I had not told her where I was going that night - I had no intention of telling her. My husband understood all of this and watched me squirm as I made vague gestures about where I was going, what I was doing, when I would be home. I could see his small delight in my discomfort as I repeated the story for my brother and his wife. I felt transparent, like they could see I was being untruthful, like they knew where I was going.

The complexities of honestly managing my other relationships had never really occurred to me as a problem within the context of this understanding. I had mistakenly thought that it would involve myself, my husband and any partners we chose to bring into our beds or whose beds we chose to visit. The need to explain away a night out only served to propel my anxiety to a whole new level.

I had many conversations with this man over the previous few days and weeks talking about what he would do, what I would do but now here it was. What happened if I did not like it? What would happen if I changed my mind? What happened if I wanted it all to stop so I could run home to my husband, tell him I loved him and that it was all a big misunderstanding? What happened if my husband was upset and it did not bother me? Worse still what happened if I liked it, if I didn't care, if I wanted it more?
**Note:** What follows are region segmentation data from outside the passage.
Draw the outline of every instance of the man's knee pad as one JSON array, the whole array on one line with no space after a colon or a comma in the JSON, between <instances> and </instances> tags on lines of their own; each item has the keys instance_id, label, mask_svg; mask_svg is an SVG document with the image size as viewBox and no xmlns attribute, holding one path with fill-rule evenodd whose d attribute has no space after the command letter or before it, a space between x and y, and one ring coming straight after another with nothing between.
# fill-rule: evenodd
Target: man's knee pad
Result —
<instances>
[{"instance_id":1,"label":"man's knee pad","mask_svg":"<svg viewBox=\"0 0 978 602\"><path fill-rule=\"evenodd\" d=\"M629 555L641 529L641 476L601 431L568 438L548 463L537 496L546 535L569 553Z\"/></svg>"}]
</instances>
I needed to go quickly before he changed his mind or maybe before I changed mine. I said goodbye to my girlfriend, brother and sister-in-law. I kissed my children and told them to make sure they got enough rest. I went outside to where my husband was playing fetch with the dog. I looked up at him, the man I had promised myself to unconditionally. He wrapped his arms around me, looked down into my eyes and I could swear a small smile grazed his mouth. I could not tell if it was sad, wistful, happy or angry. He spoke softly so no one could hear. "I love you. Stay safe, have fun...and call me if you need me." I hugged him tight but did not kiss him, then nodded and walked out. I was breathing hard, heart racing, terrified, exhilarated, wondering if I could really do this.

I got in the car, turned the music up loud and drove headfirst into my uncertainty.